India’s Economy – The Locomotive of World Growth
By David Keynan, Vice Chairman
For thousands of years, pretty much from the dawn of history to colonial conquest, India was among the five largest economies in the world, alongside those of China, the Middle East, The Roman Empire and the Greek world. Colonial invasions, which turned into British occupation, caused the collapse of the Indian economy, which was entirely subjugated to the benefit of the conquerors, leaving India upon regaining its independence with a remarkably precarious administration and economy.
Until 1991, the Indian economy was isolated from the world behind walls of tariffs and foreign exchange regulations, which nearly prohibited all trade.
As a result, the economy was stagnant, suffering from lack of investment and exceedingly corrupt administration. The changes in policy that followed the food crisis of 1991 (13 years after the beginning of reforms in China, which explains the gap between the two countries), combined with the dawn of the internet age in the mid-90s, brought India’s economy out of its shell and oriented it towards a global economy with an emphasis on international trade, upgraded infrastructures and the use of cutting-edge technologies in the private and public sectors.

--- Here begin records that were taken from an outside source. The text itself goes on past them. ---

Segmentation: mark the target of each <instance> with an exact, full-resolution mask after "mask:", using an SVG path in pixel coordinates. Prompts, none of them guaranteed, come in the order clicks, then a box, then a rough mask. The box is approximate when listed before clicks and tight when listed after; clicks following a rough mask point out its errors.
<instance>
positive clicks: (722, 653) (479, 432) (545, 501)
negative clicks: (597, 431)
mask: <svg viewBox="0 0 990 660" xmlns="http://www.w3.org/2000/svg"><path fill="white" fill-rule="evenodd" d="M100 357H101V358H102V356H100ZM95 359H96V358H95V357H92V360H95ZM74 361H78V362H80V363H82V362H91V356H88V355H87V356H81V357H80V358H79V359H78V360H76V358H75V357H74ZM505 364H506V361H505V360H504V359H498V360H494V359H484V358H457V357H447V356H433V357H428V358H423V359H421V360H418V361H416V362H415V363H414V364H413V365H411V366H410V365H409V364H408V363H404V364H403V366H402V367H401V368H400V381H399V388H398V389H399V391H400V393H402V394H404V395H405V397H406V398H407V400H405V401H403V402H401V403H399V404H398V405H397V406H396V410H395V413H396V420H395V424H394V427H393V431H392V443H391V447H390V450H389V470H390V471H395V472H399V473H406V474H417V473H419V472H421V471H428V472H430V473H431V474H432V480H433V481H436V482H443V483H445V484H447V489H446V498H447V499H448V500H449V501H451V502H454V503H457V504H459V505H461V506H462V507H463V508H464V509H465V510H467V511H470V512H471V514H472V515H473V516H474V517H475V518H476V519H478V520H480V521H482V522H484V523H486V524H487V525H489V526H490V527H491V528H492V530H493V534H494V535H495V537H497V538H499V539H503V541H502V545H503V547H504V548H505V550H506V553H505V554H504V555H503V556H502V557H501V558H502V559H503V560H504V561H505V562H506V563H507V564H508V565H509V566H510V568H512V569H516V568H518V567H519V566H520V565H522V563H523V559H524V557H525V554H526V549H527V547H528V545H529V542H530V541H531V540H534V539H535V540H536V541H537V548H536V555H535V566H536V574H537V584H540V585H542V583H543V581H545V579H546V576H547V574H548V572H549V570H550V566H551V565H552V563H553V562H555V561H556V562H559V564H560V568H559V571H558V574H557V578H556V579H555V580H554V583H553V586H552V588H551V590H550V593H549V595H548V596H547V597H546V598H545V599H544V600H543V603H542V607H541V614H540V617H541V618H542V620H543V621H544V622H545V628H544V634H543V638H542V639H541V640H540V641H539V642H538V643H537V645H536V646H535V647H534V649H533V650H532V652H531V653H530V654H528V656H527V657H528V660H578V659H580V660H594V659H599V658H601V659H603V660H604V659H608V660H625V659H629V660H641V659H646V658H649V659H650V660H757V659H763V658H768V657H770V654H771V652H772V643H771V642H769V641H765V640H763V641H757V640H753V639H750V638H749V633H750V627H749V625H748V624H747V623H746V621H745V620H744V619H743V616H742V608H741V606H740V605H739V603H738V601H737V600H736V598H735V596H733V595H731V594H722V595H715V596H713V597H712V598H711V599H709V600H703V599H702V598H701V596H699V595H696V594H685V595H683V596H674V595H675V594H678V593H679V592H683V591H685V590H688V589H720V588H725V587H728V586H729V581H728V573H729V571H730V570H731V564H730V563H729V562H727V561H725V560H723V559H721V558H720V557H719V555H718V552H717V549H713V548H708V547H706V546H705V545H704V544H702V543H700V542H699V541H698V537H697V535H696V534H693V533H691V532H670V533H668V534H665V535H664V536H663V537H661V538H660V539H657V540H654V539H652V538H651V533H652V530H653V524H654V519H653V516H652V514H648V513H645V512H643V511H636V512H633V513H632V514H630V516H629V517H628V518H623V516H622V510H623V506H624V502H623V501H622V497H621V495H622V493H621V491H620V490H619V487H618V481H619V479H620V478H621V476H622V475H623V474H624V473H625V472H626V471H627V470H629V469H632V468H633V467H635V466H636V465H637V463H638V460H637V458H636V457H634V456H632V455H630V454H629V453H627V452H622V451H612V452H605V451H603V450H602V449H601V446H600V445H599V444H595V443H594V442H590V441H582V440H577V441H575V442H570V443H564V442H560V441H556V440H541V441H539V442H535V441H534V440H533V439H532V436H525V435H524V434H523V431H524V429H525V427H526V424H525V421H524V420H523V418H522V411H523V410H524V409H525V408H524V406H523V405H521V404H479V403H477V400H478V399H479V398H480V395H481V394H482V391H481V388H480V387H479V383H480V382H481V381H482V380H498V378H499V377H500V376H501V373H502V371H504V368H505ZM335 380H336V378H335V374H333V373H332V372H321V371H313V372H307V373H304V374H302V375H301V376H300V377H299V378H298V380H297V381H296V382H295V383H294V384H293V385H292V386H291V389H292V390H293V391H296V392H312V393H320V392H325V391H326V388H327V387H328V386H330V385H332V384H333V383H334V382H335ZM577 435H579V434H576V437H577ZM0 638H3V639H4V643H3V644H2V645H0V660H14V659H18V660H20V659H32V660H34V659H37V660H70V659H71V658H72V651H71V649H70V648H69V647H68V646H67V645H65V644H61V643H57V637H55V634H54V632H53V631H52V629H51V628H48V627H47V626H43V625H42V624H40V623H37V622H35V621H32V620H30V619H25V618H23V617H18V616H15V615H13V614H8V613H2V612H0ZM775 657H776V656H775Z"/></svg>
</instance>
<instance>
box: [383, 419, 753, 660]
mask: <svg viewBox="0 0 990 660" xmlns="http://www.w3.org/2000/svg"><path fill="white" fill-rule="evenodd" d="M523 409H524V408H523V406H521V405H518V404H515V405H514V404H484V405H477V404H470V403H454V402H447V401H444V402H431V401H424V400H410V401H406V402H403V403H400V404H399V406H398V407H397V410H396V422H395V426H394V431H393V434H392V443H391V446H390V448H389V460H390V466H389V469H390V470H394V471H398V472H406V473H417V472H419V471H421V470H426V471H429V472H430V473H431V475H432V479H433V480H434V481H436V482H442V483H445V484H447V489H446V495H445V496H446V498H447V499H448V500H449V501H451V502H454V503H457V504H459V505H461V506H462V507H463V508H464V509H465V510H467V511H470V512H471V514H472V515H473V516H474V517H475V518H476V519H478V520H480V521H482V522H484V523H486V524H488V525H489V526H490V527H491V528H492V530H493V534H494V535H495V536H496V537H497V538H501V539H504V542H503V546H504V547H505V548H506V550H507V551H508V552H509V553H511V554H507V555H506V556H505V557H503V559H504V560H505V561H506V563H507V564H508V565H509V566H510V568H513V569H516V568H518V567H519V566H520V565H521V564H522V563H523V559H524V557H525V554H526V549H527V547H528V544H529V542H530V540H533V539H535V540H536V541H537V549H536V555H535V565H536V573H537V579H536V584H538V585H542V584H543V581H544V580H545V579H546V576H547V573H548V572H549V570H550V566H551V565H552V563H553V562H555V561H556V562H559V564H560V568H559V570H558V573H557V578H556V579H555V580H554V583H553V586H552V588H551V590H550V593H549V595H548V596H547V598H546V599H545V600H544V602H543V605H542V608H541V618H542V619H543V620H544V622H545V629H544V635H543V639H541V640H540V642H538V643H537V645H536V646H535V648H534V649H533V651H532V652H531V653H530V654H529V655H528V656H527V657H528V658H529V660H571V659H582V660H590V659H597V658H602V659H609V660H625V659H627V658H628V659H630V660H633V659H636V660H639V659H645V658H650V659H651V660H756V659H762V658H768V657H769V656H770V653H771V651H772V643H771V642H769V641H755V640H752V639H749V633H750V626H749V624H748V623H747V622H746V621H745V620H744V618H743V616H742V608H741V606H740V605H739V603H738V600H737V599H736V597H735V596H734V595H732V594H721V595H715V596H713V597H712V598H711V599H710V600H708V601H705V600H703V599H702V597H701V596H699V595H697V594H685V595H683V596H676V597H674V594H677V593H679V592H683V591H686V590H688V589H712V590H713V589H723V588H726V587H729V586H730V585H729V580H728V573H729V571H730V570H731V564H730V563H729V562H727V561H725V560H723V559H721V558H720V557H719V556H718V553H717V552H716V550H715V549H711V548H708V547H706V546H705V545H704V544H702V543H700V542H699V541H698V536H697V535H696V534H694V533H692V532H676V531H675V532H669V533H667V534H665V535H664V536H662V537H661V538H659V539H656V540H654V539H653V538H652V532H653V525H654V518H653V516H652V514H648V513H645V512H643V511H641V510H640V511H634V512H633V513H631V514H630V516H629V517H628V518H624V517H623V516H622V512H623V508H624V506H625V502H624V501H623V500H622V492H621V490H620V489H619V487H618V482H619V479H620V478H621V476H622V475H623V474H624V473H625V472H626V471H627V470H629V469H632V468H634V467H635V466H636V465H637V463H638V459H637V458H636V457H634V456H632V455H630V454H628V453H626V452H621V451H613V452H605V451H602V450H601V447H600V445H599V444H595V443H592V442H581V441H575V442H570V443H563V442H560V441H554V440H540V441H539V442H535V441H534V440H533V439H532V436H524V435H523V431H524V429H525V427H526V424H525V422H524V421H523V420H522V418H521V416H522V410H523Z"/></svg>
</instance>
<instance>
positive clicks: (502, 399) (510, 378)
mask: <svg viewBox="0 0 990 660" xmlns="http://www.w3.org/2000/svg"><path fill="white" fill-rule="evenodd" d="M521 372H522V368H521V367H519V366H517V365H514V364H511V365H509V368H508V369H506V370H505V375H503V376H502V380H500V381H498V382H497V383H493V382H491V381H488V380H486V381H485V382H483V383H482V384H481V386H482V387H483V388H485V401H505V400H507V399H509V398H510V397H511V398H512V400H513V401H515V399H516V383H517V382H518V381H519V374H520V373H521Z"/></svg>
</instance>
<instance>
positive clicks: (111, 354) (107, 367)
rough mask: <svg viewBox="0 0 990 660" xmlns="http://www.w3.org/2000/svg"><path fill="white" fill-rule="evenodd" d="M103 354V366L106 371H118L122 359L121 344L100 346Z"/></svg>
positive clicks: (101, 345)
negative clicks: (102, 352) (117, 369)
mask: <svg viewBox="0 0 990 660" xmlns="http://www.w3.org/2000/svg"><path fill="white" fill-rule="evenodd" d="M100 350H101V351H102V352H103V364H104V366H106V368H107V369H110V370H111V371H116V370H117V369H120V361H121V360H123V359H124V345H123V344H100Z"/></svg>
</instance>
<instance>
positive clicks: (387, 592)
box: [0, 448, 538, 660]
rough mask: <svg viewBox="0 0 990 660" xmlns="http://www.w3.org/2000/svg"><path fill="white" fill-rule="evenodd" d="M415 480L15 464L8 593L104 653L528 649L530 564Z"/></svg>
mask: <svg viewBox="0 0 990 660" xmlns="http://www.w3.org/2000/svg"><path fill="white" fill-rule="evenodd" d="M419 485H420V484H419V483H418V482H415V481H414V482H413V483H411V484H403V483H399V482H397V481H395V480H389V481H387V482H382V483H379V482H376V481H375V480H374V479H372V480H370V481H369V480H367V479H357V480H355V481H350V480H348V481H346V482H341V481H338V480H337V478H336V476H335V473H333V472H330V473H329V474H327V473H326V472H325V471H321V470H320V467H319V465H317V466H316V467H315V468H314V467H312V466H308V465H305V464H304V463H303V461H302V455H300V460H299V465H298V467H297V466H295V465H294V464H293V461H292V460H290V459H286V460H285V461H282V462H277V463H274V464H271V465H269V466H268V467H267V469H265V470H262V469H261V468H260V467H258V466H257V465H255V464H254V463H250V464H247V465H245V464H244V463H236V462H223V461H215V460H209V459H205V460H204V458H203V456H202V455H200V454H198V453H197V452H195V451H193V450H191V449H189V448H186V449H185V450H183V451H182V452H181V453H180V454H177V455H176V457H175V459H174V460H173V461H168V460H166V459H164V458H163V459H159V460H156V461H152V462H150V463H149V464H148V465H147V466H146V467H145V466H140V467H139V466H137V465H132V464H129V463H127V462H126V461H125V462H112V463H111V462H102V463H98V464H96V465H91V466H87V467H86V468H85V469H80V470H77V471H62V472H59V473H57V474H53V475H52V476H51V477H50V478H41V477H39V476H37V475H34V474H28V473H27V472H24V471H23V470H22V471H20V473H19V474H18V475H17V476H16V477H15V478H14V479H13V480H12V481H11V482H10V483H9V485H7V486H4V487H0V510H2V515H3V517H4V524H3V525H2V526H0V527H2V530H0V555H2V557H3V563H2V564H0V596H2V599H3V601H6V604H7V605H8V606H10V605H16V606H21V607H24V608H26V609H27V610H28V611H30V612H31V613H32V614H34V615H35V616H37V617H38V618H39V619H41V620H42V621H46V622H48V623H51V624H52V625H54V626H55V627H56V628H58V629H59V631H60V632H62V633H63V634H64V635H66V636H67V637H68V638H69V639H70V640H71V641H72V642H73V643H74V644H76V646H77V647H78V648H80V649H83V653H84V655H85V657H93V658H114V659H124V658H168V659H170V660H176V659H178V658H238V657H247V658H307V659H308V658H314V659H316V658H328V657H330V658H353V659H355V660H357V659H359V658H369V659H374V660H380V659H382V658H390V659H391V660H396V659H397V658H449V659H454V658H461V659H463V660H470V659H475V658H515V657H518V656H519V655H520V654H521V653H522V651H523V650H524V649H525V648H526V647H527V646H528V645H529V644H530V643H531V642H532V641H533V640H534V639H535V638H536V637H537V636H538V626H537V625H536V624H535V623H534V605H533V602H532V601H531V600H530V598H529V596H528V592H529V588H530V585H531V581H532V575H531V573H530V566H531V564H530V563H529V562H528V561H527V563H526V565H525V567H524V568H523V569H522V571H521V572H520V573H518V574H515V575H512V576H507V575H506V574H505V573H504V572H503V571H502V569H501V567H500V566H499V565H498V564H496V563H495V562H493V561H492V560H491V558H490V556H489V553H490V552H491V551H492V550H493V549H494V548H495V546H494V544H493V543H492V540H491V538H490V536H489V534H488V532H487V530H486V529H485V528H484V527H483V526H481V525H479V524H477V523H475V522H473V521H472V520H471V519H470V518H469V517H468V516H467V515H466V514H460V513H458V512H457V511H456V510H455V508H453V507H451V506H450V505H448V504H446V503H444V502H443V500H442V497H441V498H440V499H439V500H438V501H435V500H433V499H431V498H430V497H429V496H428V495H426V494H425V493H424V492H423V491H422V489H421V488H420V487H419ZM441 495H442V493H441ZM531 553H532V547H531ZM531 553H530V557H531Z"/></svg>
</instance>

The Indian GDP currently stands at approximately 2.55 trillion dollars, making it the world’s seventh largest economy, as well as its fastest growing one, at over 7% annually over the past several years. However, the GDP per capita is significantly lower (App. $2,200 per capita as opposed to around $8,000 in China and much more in the West.)
Today India’s economy consists of several main sectors. The farming sector, for instance, employs some 300 million workers (about half of all workers in the country), but only 14% of the national product. Due to the small size of plots (the average plot is among the smallest in the world), Indian economy lags far behind in terms of the use of advanced soil use and obviously in produce per acreage. In recent years there has been government investment in disseminating advanced machinery, in mutually beneficial cooperation with the Israeli Ministry of Foreign Affairs and several leading Israeli companies, most notably Netafim, which operates a vast manufacturing plant in India, Naan which has been acquired by the Jain Irrigation corporation, and Metzer Group, which is constructing a plant in partnership with an Indian conglomerate named Skipper
Hi-tech is the locomotive of India’s economy. An annual product of over $150B, 6 million employees and wages ten times higher than the rest of the market turn every hi-tech worker in India into a center of wealth supporting several families. Today all international hi-tech companies operate large development and support centers in India.
While in the past Indian centers dealt mostly in customer service, tests, maintenance and other simple tasks, in the past five years there has been a sharp rise in the sophistication level of Indian hi-tech, which now runs the gamut of technological work. Indian hi-tech companies such as TCS (a Tata subsidiary) and Infosys now compete head-to-head against Western companies, many of whom have development centers in Israel.
Until a decade ago, Manufacturing in India was mostly low-quality for the local market (except for auto parts). The great leap forward in manufacturing took place over the past decade, with India becoming an important market for the airline, electronics and arms industries, and strict reciprocal purchase rules imposed by Indian governments, which forced foreign manufacturers to move production lines to India. Within a decade large electronics manufacturing sprung up in India, with Samsung, Apple,and others making smartphones and more here.
The final major sector is the services industry, public and private alike. The public sector in India is the largest in the world and has undergone severe upheavals since the rise of Prime Minister Modi to power about three years ago, with the emphasis today on providing better services to the people, rather than merely a tool for graft. The Modi administration’s efforts in the field of infrastructure, especially water, sewage, and digital governance are already producing the result and will continue to be featured front and center in the coming few years.
In private services one must take particular note of the civilian airlines which have turned India within a decade into the largest market for passenger aircraft in the world, alongside a series of investments by Persian Gulf companies, such as that by the Abu Dhabi-based Etihad airline in Jet Airways, India’s largest private airline, and telecom companies serving the world’s largest consumer base, spreading their wings to Africa as well as other parts of Asia, such as Airtel, the world’s third-largest telecom company, with nearly half a billion subscribers in dozens of countries.